After years growing up playing in bands around Los Angeles, Dre recently began writing and recording for herself – on her own, in secret, developing a body of work about hidden desire itself. Establishing a sound defined by her featherlight voice floating above sweeping strings, her 2016 debut Under the Influence led to opening for artists like Mitski, Unknown Mortal Orchestra and Clap Your Hands Say Yeah.
Whereas the first record took us on a trip through the deeply personal, Dre’s sophomore album Nobody’s Watching zooms way out. What began as a concept record about two archetypal crooks developed into an exploration of universal themes like greed, fear and self-interest; the ugly and troubling edges of human nature. It’s a good time for that.
‘I’ve been just as affected by our current politics as anyone, but it only takes one step back to realise these same figures have been present since the beginning of civilisation,’ she says. ‘This record is sort of an anthropological way of unpacking all this discomfort for me.’
The narrative is most identifiable on album standout Who’s Gonna Stop Us, which creeps and charms like the characters it describes, as they set about turning trust into money. ‘Let’s teach them how to build a pyramid / Tell them if they keep it up, they can reach the top.’ However, judgement is reserved even for them, as hinted in the song’s bridge: ‘I used to try to be decent and kind / But time after time I would get eaten alive.’

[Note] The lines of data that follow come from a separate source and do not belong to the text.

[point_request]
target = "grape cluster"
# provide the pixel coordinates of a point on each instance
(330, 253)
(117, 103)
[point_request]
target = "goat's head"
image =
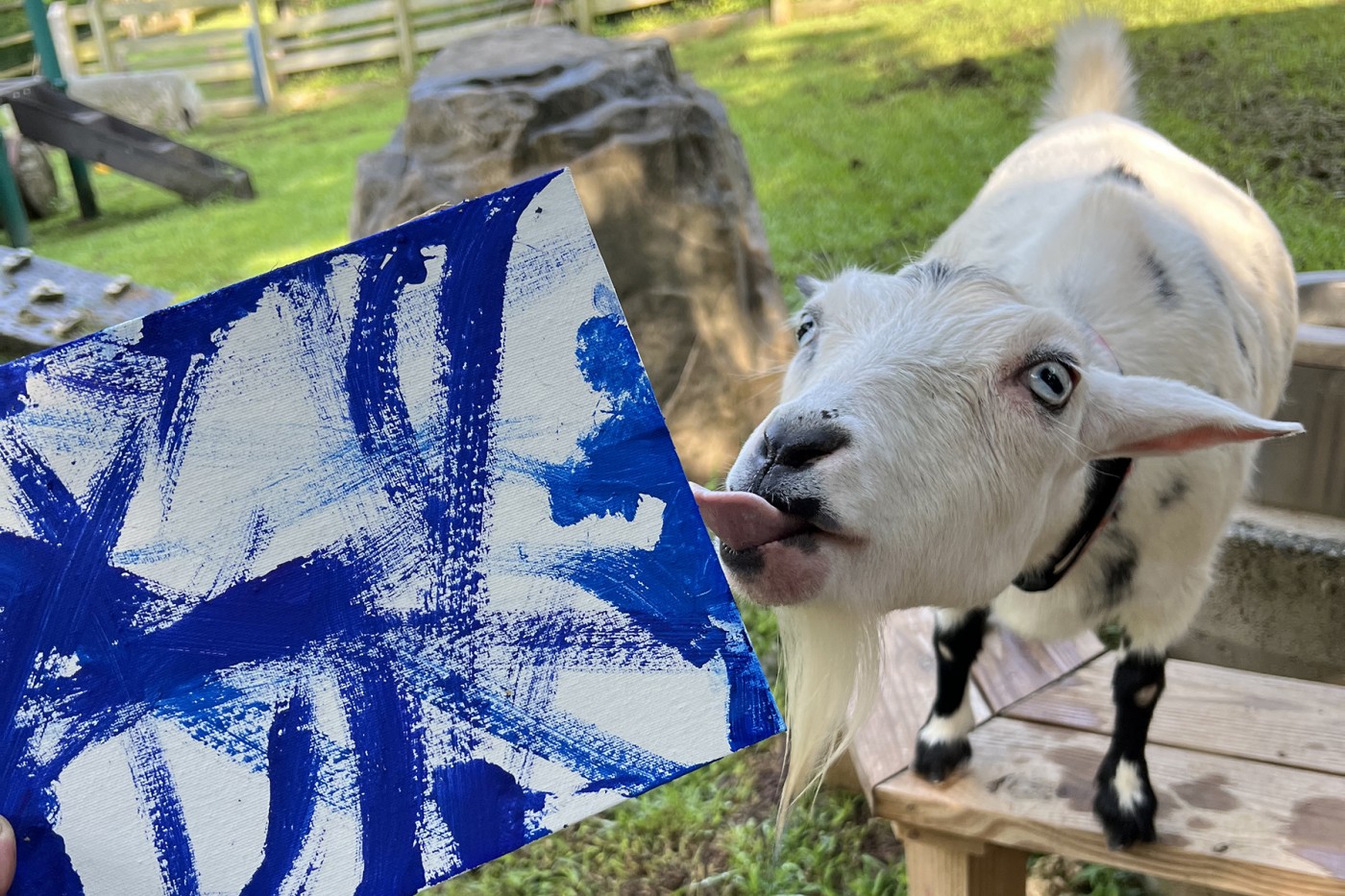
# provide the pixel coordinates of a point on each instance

Dre worked with producer Gus Seyffert (Roger Waters, Beck) to create a sound that echoes the narrative told on Nobody’s Watching. From the sunny and observant to the dark and critical, the tone ranges from levity to paranoia through layers of analog synths and chilling strings played by Dre herself. There are moments of cinematic intensity reminiscent of a James Bond score, yet the subtle tape hiss and creaking chairs remind us that this is an album made by people. It is warm and it breathes, in the way the human touch can both soothe and suffocate.
Nobody’s Watching is the natural next step for Dre and Steady Holiday, a project that builds worlds we wish to escape to or from. It’s an examination of the inner narratives we all share but keep in the shadows, where the characters may not always be likeable, but they do what they can to survive – like we all do.